VAT is a transaction based tax, bourne by the final consumer.
Click on link for illustration of how the VAT system works.
The example starts with a producer (P) and a manufacturer (M) who are prepared to enter into a business transaction. The producer wants to sell his goods for £50.00 and the manufacturer is prepared to purchase at this price. HMRC, however, require that the transaction is taxed, and therefore P charges M £50.00 + £10.00 VAT = £60.00. P will be required to complete a VAT return which summarises this transaction and pay £10.00 (called output tax) to HMRC at the time that the return is submitted.
A second transation now occurs, between M and the retailer (R). Again, HMRC wish to collect tax on the transaction value and M charges R £100.00 + £20.00 VAT = £120.00. M has collected output tax of £20.00, which it will pay to HMRC, however in this case M has also suffered £10.00 VAT on goods it previously purchased from P (called input). Assuming that M is registered for VAT, and as long as it charges VAT on the sale to R, it is entitled to recover from HMRC the VAT suffered. M will complete a VAT return summarising its output tax collected on the sale, and the input tax suffered on the purchase, which leaves M with a net amount payable to HMRC of £10.00.

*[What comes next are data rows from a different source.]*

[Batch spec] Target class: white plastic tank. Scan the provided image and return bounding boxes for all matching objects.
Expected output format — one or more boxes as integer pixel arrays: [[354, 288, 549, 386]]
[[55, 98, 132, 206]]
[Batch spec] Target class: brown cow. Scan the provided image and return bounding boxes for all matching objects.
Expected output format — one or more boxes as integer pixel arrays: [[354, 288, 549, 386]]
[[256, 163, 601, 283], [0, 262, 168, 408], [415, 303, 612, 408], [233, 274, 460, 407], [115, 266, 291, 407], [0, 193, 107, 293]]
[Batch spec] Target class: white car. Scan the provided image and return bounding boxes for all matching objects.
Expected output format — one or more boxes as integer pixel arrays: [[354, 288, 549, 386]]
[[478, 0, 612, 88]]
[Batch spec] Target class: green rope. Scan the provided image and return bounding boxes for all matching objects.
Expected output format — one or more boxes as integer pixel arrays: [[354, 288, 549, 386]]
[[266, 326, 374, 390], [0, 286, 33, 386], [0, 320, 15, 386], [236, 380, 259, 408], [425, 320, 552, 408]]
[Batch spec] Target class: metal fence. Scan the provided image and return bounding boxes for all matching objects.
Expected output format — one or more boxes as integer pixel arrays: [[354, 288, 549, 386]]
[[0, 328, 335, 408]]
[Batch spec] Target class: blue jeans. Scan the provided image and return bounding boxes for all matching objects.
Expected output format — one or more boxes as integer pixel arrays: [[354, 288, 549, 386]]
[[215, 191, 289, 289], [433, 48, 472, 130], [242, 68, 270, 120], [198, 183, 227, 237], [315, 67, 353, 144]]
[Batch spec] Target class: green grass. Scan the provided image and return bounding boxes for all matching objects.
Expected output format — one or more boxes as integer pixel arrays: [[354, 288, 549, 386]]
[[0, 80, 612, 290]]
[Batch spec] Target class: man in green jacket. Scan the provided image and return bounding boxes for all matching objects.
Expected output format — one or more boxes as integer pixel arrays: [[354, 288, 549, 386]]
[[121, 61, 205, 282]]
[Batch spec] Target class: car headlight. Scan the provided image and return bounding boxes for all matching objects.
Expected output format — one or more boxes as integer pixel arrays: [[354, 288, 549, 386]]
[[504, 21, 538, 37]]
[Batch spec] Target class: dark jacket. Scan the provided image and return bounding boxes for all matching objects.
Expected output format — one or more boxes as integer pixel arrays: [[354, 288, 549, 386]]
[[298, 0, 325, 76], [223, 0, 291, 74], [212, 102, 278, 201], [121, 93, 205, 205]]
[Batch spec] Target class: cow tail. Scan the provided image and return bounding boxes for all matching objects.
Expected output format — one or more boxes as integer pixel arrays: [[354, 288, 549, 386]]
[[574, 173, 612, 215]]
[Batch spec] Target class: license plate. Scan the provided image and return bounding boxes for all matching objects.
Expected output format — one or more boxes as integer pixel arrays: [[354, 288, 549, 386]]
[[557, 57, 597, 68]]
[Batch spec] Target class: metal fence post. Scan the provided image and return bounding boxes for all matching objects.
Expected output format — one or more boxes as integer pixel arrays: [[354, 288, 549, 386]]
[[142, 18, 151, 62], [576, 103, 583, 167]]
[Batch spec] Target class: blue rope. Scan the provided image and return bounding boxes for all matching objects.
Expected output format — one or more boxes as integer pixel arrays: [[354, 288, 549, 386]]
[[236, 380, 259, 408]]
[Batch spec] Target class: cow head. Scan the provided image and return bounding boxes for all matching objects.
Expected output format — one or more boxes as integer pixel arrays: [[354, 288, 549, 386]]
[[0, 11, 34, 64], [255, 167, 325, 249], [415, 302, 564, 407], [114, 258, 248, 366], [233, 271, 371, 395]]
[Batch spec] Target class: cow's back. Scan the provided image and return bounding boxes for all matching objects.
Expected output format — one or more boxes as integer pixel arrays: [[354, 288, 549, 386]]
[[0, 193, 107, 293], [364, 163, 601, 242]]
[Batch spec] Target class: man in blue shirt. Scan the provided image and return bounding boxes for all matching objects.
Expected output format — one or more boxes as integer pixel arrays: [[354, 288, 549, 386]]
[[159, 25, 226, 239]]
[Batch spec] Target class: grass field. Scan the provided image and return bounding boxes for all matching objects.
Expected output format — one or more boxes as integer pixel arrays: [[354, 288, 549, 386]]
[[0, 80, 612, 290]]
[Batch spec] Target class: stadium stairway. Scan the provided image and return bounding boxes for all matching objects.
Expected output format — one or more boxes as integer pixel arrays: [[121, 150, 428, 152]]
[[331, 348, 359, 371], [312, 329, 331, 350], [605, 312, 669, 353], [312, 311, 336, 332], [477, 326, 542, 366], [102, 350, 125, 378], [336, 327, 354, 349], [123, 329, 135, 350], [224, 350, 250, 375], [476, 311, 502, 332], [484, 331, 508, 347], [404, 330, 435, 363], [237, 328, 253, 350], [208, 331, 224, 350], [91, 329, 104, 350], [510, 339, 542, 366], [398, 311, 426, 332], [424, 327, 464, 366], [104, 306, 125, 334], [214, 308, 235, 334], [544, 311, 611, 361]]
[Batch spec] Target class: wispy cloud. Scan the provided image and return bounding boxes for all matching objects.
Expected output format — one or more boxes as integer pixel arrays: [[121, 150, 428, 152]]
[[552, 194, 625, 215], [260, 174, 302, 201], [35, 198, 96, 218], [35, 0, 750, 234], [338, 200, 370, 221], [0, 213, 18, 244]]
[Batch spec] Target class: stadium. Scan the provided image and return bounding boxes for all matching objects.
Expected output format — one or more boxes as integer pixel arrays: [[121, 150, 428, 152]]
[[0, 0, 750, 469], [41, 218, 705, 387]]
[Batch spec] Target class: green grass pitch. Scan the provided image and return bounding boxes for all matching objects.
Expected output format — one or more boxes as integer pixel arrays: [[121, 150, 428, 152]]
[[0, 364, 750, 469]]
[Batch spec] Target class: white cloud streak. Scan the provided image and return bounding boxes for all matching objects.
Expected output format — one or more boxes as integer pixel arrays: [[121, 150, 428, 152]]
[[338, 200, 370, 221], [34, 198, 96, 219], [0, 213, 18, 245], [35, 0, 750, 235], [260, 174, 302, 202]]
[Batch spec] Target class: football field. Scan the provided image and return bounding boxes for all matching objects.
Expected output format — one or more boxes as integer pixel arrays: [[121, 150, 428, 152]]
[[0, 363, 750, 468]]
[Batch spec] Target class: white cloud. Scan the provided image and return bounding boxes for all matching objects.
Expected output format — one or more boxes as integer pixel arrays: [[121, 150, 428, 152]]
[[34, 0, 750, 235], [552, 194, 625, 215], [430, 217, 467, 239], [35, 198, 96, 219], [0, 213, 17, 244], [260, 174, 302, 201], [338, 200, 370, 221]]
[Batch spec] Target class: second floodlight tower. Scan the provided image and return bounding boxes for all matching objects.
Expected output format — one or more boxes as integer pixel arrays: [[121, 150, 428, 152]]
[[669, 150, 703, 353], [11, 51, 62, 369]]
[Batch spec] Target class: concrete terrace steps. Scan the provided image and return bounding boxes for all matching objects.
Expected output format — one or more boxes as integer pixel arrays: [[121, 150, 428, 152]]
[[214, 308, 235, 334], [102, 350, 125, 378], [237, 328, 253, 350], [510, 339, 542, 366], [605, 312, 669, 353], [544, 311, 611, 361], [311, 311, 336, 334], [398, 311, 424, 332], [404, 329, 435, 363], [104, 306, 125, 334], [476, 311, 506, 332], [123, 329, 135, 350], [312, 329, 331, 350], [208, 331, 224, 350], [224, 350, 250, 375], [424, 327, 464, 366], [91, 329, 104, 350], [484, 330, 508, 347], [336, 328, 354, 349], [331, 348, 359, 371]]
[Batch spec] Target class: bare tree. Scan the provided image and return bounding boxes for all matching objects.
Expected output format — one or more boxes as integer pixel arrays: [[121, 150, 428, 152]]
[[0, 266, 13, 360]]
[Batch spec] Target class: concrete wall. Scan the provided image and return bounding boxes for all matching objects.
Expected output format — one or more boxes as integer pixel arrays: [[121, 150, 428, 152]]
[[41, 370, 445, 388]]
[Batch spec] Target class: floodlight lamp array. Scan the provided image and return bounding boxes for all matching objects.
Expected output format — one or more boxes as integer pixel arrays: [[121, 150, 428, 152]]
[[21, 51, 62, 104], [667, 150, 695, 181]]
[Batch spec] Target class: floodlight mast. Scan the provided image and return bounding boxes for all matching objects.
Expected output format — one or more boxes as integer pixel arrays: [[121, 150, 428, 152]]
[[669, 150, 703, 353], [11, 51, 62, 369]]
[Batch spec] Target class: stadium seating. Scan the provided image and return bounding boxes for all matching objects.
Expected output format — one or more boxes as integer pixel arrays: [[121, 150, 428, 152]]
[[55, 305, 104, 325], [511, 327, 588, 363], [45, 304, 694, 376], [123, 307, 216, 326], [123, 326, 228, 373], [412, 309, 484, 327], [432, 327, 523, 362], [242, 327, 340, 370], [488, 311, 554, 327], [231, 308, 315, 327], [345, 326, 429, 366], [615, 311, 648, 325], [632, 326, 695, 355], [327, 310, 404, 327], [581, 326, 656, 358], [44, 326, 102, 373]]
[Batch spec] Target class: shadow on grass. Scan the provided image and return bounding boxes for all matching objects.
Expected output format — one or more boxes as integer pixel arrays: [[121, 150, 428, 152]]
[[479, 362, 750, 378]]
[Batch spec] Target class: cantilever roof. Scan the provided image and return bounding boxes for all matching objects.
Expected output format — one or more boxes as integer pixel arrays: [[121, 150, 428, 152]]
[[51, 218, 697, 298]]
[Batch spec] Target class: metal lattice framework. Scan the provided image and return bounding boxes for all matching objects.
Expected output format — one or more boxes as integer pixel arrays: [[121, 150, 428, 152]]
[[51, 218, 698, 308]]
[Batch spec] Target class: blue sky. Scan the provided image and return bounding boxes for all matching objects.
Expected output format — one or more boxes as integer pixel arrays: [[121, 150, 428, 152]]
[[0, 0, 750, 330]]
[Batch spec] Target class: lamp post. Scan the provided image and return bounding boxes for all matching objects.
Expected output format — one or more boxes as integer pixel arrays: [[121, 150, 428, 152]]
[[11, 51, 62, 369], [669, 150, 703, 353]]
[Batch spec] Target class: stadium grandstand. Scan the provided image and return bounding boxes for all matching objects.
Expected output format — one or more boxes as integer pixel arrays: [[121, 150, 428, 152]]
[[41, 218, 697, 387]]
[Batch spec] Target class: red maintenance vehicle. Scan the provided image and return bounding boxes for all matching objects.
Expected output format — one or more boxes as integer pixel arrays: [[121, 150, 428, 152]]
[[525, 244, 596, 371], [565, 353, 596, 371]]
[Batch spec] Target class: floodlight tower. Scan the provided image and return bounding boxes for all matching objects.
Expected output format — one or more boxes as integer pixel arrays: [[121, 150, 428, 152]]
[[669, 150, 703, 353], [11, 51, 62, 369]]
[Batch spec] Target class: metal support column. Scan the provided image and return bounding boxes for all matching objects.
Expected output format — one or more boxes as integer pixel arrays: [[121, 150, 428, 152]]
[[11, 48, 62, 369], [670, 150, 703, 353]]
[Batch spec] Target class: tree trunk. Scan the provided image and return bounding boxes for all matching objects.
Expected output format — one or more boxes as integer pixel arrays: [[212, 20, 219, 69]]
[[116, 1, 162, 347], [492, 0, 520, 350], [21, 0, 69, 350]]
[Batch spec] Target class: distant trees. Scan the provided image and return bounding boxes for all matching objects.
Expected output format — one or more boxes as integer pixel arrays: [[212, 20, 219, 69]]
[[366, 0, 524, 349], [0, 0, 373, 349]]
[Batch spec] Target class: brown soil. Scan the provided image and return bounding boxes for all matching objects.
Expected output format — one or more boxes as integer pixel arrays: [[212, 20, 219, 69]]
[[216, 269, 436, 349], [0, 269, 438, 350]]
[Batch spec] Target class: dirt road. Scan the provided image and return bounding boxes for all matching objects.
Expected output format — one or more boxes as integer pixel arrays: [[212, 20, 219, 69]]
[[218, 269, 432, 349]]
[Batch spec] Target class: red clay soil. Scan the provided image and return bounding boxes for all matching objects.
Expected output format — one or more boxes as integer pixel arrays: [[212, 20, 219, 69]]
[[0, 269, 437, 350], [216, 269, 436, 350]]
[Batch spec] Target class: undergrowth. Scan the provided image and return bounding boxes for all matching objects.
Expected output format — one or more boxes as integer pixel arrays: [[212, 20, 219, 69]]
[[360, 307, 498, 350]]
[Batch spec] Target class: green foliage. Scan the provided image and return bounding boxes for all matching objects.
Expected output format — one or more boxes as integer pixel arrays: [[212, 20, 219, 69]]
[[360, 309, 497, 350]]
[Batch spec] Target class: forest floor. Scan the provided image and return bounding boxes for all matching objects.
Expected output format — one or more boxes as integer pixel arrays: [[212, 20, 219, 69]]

Finally R sells the goods to the final consumer. R will complete a VAT return as M has done above, and pay net VAT of £20.00 to HMRC.
It should be noted that because of the mechanism of paying VAT collected and reclaiming (or offsetting) VAT suffered, that VAT has had no financial effect on P, M, or R. After making their payments to HMRC each is left with £50 (P), £100 (M), and £200 (R), which is the value that each demanded for their goods. Effectively P, M and R have acted as unpaid tax collectors on behalf of HMRC.
The consumer has paid £200.00 for goods and £40.00 VAT = £240.00. This can be viewed as if he has paid the retailer £200.00 and handed £40.00 to HMRC, however it is seen that the £40.00 VAT that the consumer suffers has actually been collected and paid to HMRC by P (£10.00), M(£10.00) and R(£20.00) on his behalf.
The example therefore demonstrates (i) Transaction based nature of the VAT system, (ii) VAT cost is suffered by the final consumer, and (iii) The necessity to keep track of VAT aspect of transactions.
The University will generally sit in the middle of a chain of transactions, that is it will suffer VAT on most of its purchases, and in some cases charge VAT on supplies which it makes.